【7月12日 東方新報】中国が夏の旅行シーズンを迎え、各地でにぎわいを見せている。新型コロナウイルス関連の規制が緩和され、各自治体は冷え込んだ消費の促進策として観光客の受け入れに懸命となっている。

 中国は新型コロナウイルスを徹底的に封じ込める「動態清零」(ダイナミック・ゼロコロナ)政策を続けている。これまではある省で感染リスクが高・中程度の地区が発生すると省内全域の団体旅行が中止とされていたが、文化観光省は5月末に新たなガイドラインを発表。

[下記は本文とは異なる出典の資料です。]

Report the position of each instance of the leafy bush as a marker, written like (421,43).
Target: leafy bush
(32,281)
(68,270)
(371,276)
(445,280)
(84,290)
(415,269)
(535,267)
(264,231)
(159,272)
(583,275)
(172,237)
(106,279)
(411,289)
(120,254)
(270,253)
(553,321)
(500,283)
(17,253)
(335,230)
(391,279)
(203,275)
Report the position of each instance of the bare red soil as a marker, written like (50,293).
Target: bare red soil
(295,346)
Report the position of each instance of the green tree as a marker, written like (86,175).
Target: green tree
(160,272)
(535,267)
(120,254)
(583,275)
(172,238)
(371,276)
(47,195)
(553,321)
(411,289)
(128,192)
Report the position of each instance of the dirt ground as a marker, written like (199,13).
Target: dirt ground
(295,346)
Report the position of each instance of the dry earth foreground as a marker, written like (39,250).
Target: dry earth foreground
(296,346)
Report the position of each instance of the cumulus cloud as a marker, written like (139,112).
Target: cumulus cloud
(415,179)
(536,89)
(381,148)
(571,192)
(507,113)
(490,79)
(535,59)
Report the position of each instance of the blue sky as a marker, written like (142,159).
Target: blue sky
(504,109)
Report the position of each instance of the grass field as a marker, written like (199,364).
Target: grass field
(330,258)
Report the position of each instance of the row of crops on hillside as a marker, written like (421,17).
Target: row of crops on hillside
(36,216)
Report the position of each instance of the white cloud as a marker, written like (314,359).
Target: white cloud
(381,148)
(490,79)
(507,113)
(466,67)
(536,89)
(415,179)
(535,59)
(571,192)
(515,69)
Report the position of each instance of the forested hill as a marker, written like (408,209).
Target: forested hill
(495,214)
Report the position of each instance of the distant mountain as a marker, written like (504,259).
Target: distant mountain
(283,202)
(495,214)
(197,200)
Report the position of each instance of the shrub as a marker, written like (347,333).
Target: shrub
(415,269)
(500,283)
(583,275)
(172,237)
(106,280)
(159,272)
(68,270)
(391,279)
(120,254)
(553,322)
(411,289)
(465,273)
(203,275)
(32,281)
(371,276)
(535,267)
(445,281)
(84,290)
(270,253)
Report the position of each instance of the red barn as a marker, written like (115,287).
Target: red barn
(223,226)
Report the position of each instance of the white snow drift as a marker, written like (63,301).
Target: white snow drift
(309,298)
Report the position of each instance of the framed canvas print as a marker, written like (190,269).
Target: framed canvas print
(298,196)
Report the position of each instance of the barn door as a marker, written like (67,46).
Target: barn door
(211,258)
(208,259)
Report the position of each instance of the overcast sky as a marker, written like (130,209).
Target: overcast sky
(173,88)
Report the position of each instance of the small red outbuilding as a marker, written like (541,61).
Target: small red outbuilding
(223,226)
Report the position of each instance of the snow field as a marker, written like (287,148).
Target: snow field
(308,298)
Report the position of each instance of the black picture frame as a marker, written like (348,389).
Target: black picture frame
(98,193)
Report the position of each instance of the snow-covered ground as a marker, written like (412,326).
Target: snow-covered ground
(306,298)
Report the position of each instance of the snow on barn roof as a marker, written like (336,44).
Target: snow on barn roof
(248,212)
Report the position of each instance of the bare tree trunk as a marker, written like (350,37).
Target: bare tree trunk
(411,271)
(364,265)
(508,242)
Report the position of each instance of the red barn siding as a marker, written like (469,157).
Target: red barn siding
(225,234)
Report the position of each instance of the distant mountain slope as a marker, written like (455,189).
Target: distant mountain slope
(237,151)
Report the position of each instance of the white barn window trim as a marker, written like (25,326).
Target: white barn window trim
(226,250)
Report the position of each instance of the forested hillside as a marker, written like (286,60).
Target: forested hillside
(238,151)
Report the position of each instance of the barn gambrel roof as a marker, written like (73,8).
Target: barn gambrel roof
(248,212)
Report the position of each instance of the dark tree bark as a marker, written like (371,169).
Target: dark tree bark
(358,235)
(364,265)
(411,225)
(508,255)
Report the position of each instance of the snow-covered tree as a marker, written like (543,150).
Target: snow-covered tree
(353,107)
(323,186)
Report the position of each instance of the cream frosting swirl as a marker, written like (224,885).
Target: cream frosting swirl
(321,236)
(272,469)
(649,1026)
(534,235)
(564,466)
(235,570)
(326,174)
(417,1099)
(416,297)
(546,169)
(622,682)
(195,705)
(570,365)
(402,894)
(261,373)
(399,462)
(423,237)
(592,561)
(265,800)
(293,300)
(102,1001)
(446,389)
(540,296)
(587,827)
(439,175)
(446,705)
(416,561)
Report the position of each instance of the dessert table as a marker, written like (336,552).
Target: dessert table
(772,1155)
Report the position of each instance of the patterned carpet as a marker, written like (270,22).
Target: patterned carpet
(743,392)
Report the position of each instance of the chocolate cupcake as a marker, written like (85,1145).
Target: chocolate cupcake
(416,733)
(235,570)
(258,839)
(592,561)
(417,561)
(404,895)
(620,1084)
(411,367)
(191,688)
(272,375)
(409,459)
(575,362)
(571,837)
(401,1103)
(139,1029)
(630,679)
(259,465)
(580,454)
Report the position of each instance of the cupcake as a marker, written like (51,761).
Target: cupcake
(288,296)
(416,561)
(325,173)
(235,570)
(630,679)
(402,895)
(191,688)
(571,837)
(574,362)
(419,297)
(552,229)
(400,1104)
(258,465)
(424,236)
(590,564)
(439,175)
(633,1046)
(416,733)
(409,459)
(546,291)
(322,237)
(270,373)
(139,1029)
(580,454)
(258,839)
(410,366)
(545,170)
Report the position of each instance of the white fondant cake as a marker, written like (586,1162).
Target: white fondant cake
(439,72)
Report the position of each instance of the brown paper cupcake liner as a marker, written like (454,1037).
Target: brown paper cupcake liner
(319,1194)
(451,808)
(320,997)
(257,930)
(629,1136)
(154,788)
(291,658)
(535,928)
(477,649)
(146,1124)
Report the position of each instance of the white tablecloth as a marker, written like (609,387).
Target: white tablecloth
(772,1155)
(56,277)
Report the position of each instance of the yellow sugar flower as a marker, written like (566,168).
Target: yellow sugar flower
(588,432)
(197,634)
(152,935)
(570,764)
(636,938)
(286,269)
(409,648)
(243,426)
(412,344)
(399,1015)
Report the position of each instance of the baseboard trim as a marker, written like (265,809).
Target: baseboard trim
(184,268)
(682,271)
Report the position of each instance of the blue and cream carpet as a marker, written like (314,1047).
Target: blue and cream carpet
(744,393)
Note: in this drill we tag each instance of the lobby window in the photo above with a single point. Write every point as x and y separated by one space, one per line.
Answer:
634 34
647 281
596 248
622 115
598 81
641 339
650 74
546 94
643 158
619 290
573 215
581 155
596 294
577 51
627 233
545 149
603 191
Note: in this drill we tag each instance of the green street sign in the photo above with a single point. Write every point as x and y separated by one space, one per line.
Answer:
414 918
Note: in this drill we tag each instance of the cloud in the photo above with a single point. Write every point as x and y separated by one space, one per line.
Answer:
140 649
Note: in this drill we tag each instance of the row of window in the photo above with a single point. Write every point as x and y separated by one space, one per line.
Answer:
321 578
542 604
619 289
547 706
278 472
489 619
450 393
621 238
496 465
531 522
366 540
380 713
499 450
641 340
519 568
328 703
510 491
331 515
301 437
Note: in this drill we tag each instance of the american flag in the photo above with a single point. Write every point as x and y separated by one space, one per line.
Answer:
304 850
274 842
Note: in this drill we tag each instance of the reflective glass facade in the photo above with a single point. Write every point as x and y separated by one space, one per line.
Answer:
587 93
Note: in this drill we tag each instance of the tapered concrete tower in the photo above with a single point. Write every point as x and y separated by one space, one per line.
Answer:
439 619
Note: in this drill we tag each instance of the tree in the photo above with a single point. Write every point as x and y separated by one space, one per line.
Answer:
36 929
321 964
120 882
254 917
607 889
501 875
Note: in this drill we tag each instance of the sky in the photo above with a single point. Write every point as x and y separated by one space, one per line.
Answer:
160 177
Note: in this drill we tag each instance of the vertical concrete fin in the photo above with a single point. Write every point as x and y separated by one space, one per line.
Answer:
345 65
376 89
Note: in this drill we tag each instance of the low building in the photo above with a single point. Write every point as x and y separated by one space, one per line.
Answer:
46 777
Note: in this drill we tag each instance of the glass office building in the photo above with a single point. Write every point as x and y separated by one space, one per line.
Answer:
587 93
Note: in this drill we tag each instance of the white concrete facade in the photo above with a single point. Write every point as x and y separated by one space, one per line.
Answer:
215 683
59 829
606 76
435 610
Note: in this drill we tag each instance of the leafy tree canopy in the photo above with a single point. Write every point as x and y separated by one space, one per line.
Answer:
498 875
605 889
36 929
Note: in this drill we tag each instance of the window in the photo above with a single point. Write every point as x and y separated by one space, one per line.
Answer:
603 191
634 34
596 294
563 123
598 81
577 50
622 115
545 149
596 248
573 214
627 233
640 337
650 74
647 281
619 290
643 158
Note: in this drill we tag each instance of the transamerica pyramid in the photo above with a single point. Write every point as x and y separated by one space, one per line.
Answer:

ある県(中国では「市」の下部に「県」がある)で感染リスクが高・中程度の地区が発生した場合、その県に限って省外への団体旅行を中止すると、制限エリアを縮小した。

 大手旅行サイト「去哪儿(Qunar)」のマーケティング担当・黄小傑(Huang Xiaojie)さんは「6月以降、ホテルや航空券、列車、観光地チケットの予約が大幅に増えている。省をまたぐ旅行も活発になっている」と説明する。

 中国では6月上旬に高考(大学統一入試)、6月下旬に中考(高校統一入試)が行われ、その後から卒業旅行や家族旅行が本格化する。7月1日から8月31日までの鉄道利用者は延べ5億2000万人に達する見込み。コロナ禍以前の2019年夏の延べ7億3500万人には届かないが、昨年夏の延べ4億6200万人は上回る見通しだ。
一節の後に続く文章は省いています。